During a regular update meeting, Peter asked one of his emerging leaders, “Where do you feel frustration at work?”
Peter Aceto is CEO of Tangerine a Canadian company with over 1,000 workers. According to Forbes magazine, Peter is just as likely to ask, “What don’t you like about working here?”
Peter Aceto embraces vulnerability as a strength, not a weakness. Many leaders hang onto old school beliefs such as: “Never let ‘em see you sweat.” Such thinking limits trust-building vulnerability. Your team needs to hear you say, “I don’t know.” “I was wrong.” “I need your help.”
Shhh, there’s an elephant!
Elephants are everywhere. Homes. Communities. Cities. Organizations. Perhaps, your workplace. You know there’s an elephant in the room when the situation:
- Stirs emotion — it’s a sore spot and people have strong feelings about the subject
- Seems obvious — the team sees it, they know what’s going on
- Is consistently avoided — if you dare bring it up, the “leader” shuts the discussion down, old school style
Authentic leaders believe the “elephant in the room” is fair game. Indeed, it must be hunted down. “Yes, we will address the situation.” Ignoring the problem disengages the team and sooner or later hinders productivity.
Here’s the reality: denial, avoidance, and minimization only feeds the elephant — allowing the problem to grow and become more costly.
That elephant in the room restricts your team’s ability to move. Morale suffers, engagement erodes, and productivity declines because elephants take up a lot of space and energy. Your top talent will look for an exit … the room is too small.
Why keep an elephant?
Top performers expect leaders to be willing to address the elephant. They question why “No Hunting Allowed” is posted on certain people, topics, or situations? A few reasons for this might be:
- Old-school thinking: “I’m in charge, and I don’t care what others think.”
- Vulnerability is considered a weakness, not embraced as a strength, and
- Deception — the belief that silence means resolution
Warning: Hungry Elephant
Leaders must deal with the elephant if they want to maintain a productive team.
Gallup defines engaged employees as “involved in, enthusiastic about, and committed to their work and workplace.” How long do you think an A-Player will remain enthusiastic about their job if an adverse situation remains unaddressed?
For example, what happens to engagement when someone:
- consistently drops the ball?
- dodges personal responsibility?
- is routinely late to work?
- talks down to others?
- intimidates?
- uses anger to manipulate?
- doesn’t listen?
- is the boss’ favorite?
In the United States, employee engagement remained flat from 2014 to 2015; 32% are engaged in their work. The same poll reports 50.8% of workers are not engaged, and 17.2% are actively disengaged.

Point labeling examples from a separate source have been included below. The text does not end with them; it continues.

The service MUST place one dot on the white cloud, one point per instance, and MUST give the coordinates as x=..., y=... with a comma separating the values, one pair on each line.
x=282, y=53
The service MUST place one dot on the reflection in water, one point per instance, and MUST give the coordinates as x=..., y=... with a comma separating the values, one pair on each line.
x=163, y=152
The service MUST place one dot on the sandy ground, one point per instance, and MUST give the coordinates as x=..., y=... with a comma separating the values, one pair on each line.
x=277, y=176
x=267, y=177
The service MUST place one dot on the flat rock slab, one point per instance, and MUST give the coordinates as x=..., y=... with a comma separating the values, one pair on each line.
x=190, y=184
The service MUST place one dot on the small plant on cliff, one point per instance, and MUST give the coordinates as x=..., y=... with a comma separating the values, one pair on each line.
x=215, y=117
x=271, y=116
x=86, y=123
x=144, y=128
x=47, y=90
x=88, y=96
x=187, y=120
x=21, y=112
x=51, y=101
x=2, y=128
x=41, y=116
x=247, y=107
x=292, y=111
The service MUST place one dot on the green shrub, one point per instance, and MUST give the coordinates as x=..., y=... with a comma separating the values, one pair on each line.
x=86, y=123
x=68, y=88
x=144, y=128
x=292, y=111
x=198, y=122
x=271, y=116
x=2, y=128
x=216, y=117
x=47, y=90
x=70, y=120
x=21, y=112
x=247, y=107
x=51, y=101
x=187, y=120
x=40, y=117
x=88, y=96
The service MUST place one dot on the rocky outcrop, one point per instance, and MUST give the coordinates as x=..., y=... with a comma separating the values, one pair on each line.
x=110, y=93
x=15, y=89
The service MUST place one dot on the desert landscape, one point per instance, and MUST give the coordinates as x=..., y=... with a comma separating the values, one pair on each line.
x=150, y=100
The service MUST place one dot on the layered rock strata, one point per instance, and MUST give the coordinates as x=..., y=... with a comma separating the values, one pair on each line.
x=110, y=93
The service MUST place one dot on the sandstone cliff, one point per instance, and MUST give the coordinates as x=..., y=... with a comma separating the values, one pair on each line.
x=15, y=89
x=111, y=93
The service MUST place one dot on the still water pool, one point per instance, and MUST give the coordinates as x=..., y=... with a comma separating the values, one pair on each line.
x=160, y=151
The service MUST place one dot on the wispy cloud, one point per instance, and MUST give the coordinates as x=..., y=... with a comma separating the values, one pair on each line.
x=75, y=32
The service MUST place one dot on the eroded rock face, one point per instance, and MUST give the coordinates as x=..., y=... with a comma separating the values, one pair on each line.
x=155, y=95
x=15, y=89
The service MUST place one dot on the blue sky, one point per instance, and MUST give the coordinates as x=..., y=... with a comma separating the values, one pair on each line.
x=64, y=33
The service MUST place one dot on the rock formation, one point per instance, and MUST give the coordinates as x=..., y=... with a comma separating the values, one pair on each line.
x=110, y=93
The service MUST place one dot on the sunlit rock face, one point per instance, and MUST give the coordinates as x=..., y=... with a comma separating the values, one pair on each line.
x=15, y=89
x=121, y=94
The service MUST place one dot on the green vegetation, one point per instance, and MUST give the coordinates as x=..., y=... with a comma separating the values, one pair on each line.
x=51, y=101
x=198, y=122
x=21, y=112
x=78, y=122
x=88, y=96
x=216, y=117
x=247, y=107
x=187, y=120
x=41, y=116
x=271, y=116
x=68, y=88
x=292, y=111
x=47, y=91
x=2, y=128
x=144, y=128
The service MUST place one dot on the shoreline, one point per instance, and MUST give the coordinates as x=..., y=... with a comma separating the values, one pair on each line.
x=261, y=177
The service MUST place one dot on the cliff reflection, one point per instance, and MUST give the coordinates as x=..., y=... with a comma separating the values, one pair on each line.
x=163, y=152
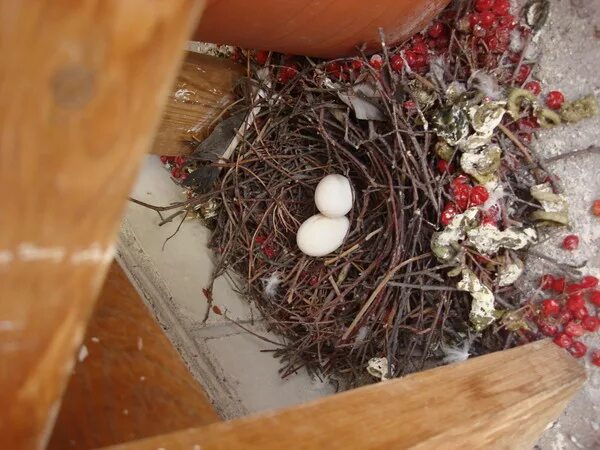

The not engaged employee is —
…not hostile or disruptive. They show up and kill time, doing the minimum required with little extra effort to go out of their way for customers. They are less vigilant, and more likely to miss work and change jobs when new opportunities arise. They are thinking about lunch or their next break. Not engaged employees are either “checked out” or attempting to get their job done with little or no management support.
Given this reality, it’s prudent to address anything that threatens your team’s engagement, right? Because we know elephants:
- Consume emotional energy, positivity, enthusiasm, and trust
- Occupy a ton of space leaving little room for collaboration and innovation
- Destroy energy and commitment, “If that’s how it is, who cares?”
To achieve top performance, you must address the elephant in the room.
Creating Space to think
Peter Aceto is building a great company. Seeking truth and dealing with the elephant in the room is necessary. Leaders of top-performing teams develop vulnerability-based trust. Without vulnerability, the leader is unwilling to acknowledge mistakes, oversights, and issues — so the elephant stays. Leaders, when are willing to be vulnerable, allow their teams to engage in a healthy debate about the elephant, creating space to think and come to a resolution.
While it’s not difficult, it isn’t easy. You must create space to address your elephant. Removing the elephant (accountability) will improve performance.
- What’s your elephant?
- What fear holds you back from being vulnerable? From addressing the real issue?
- What does it cost you or your team to let the elephant stay?